De facto, é ele um dos últimos representantes da comunidade de artesãos que, em Loulé, produzia cataplanas para o país e estrangeiro. A peça continua a ser símbolo da gastronomia regional mas falta quem seja capaz de “fazer uma cataplana à maneira algarvia”, observa. Para começar, a ferramenta: “Não é qualquer martelo que serve, tem de ser polido”. Depois, bem... depois é uma questão de arte e engenho, para lidar com o material e dar-lhe um cunho pessoal.

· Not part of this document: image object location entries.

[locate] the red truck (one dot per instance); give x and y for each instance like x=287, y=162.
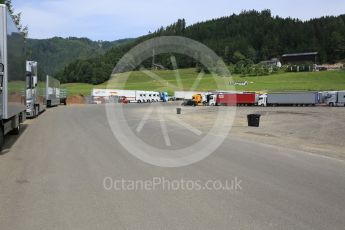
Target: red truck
x=236, y=99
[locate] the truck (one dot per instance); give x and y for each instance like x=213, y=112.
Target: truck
x=289, y=99
x=182, y=95
x=35, y=91
x=63, y=96
x=132, y=96
x=12, y=76
x=164, y=97
x=211, y=99
x=198, y=99
x=236, y=99
x=52, y=91
x=335, y=98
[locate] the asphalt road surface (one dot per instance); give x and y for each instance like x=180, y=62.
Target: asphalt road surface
x=52, y=177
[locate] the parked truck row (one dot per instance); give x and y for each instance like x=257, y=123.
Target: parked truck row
x=101, y=96
x=334, y=98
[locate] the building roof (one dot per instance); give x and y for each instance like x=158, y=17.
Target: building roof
x=300, y=54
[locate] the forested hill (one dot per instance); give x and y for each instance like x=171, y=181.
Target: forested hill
x=251, y=35
x=55, y=53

Analide do Carmo trabalhou 15 anos nas oficinas “Barracha”, em Loulé, numa época em que o ofício tinha muitos seguidores e interessados na aquisição destes produtos. Com a industrialização, o mestre não teve outro recurso que não abandonar a arte e procurar outro modo de vida: “Fui trabalhar para a Cimpor (fábrica do cimento) por causa do dinheirinho”. Após um interregno de 40 anos, já reformado, voltou a “martelar” e a ensinar o ofício.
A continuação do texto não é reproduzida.